Documentation ¶
Index ¶
Constants ¶
This section is empty.
Variables ¶
var ErrInvalidMetadataLen = errors.Errorf("Metadata size is incorrect, " +
"does not match passed size")
var ErrInvalidSealedLen = errors.Errorf("Sealed data size is incorrect, " +
"does not match the expected size")
var ErrKeySize = errors.Errorf("key size must be %d", chacha20.KeySize)
var ErrNonceSize = errors.Errorf("nonce size must be %d", chacha20.NonceSizeX)
Functions ¶
This section is empty.
Types ¶
type Sealed ¶
type Sealed interface { // Seal encrypts the filter in order to hide metadata, specifically // the hamming weight of the filter. it returns the encrypted filter // with the appended metadata inside the encrypted payload. // Note: the length of the metadata must be the same as // the passed size on initialization otherwise an error will // be returned Seal(metadata []byte) ([]byte, error) // Unseal decrypted the sealed filter and stored it in the filter, returning // the appended metadata. // Will error if the passed in ciphertext is not the correct length of the // filter+metadataSize. The size can be retrieved using sealed.SealedSize() // Note: the length of the metadata must be the same as // the passed size on initialization otherwise an error will // be returned Unseal(ciphertext []byte) ([]byte, error) // Add adds the data to the ring of the bloom filter. Add(data []byte) // Returns the size of the bloom filter. GetSize() uint64 // Returns the number the hash operations GetHashOpCount() uint64 // Reset clears the ring in the bloom filter. Reset() // Test returns a bool if the data is in the ring. True // indicates that the data may be in the ring, while false // indicates that the data is not in the ring. Test(data []byte) bool // Merge merges the sent Bloom into itself. Merge(m Sealed) error // Bloom Return the underlying, unencrypted bloom filter. Bloom() *bloomfilter.Bloom // SealedSize returns the size in bytes of a sealed payload this // filter is expecting/ will return SealedSize() int }
func Init ¶
func Init(key, nonce []byte, elements int, falsePositive float64, metadataSize uint) (Sealed, error)

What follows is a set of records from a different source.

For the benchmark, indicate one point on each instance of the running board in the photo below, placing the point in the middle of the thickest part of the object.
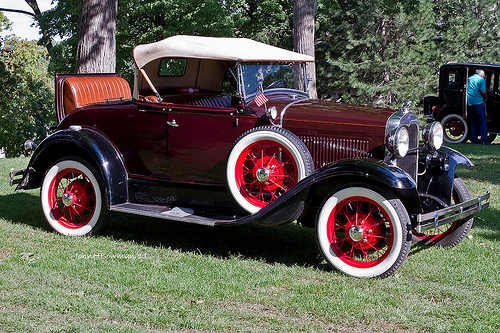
(180, 214)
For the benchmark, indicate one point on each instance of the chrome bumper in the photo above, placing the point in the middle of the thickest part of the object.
(451, 214)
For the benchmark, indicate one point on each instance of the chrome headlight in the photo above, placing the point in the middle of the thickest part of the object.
(398, 141)
(433, 136)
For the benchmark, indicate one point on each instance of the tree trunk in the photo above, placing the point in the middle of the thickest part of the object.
(96, 48)
(303, 36)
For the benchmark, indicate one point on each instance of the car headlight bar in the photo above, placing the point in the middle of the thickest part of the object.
(432, 136)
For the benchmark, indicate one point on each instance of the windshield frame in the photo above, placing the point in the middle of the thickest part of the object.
(243, 93)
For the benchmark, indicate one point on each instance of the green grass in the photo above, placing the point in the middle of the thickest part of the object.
(145, 275)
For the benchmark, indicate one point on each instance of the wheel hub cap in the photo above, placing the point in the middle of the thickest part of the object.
(262, 175)
(356, 233)
(67, 199)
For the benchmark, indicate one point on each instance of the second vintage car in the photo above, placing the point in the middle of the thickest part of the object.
(449, 107)
(221, 131)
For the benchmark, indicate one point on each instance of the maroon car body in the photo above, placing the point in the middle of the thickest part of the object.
(221, 131)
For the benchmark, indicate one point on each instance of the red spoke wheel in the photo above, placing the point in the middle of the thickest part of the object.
(265, 163)
(448, 234)
(455, 128)
(72, 198)
(362, 232)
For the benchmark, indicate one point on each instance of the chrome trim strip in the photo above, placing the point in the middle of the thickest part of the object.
(459, 211)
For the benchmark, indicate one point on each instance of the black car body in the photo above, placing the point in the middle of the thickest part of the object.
(449, 107)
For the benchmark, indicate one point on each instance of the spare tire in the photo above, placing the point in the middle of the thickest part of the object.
(263, 164)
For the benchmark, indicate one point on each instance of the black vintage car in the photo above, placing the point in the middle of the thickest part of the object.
(449, 106)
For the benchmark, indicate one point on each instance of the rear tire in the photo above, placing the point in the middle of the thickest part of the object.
(265, 163)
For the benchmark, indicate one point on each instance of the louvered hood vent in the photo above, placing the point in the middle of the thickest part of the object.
(326, 150)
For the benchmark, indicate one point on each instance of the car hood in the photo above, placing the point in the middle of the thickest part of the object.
(334, 112)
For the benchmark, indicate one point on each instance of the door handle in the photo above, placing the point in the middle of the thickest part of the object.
(173, 123)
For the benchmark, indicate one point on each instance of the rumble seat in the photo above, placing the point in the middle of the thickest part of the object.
(79, 91)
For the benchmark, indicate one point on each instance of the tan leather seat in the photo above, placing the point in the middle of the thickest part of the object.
(83, 90)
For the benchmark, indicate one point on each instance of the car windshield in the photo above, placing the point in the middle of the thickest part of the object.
(272, 76)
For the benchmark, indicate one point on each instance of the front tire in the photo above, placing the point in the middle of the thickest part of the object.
(73, 198)
(448, 234)
(362, 232)
(264, 163)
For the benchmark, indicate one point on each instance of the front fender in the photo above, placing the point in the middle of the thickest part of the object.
(437, 180)
(86, 143)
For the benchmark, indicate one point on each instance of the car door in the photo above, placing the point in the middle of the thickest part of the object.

Init initializes and returns a new sealed bloom filter, or an error. Given a number of elements, it accurately states if data is not added. Within a falsePositive rate, it will indicate if the data has been added. metadataSize is the size of optional data appended to the bloomfilter which is inside the seal and will be returned on unsealing. It must be known a-priori by both sides
WARNING: the (key, nonce) must never been repeated between bloom filters, otherwise the seal can be trivially decrypted.
func InitByParameters ¶
func InitByParameters(key, nonce []byte, size, hashFunctions uint64, metadataSize uint) (Sealed, error)

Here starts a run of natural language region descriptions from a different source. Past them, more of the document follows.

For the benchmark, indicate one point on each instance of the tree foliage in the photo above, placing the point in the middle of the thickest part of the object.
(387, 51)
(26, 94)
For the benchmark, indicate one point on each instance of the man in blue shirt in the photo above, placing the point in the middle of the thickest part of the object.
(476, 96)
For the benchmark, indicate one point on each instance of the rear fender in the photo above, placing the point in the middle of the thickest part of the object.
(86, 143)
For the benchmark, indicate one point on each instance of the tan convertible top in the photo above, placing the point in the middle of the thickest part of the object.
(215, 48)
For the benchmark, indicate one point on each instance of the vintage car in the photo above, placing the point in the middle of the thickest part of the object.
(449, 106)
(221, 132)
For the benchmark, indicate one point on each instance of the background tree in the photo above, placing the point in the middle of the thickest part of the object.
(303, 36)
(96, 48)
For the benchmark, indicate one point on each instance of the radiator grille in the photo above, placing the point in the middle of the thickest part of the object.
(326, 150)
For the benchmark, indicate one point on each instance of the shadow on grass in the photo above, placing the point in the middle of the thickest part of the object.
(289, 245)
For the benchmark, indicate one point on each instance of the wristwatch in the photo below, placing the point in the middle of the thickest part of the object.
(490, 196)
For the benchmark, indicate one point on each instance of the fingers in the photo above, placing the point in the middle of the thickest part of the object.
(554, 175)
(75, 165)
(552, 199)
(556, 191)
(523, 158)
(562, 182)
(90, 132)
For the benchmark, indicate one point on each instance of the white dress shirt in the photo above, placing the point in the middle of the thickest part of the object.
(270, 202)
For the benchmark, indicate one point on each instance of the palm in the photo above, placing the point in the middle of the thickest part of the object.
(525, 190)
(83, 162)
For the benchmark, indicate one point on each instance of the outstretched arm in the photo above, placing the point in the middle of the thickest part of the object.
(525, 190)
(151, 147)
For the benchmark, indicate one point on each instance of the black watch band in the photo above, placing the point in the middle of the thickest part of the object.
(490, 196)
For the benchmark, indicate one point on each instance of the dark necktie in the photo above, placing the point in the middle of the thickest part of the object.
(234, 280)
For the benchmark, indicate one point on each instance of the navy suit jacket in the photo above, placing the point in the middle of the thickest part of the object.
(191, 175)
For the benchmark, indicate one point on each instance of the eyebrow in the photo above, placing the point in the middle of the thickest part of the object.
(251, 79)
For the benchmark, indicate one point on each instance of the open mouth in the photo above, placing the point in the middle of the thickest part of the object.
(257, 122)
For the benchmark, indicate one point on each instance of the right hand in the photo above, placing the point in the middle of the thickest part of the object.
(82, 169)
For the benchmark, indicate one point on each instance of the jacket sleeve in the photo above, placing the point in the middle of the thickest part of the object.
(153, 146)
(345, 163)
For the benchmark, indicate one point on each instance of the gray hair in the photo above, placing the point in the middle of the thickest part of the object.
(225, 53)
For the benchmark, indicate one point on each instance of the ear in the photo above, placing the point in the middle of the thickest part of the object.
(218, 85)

InitByParameters initializes a sealed bloom filter allowing the user to explicitly set the size of the bit array and the amount of hash functions metadataSize is the size of optional data appended to the bloomfilter which is inside the seal and will be returned on unsealing. It must be known a-priori by both sides
WARNING: the (key, nonce) must never been repeated between bloom filters, otherwise the seal can be trivially decrypted.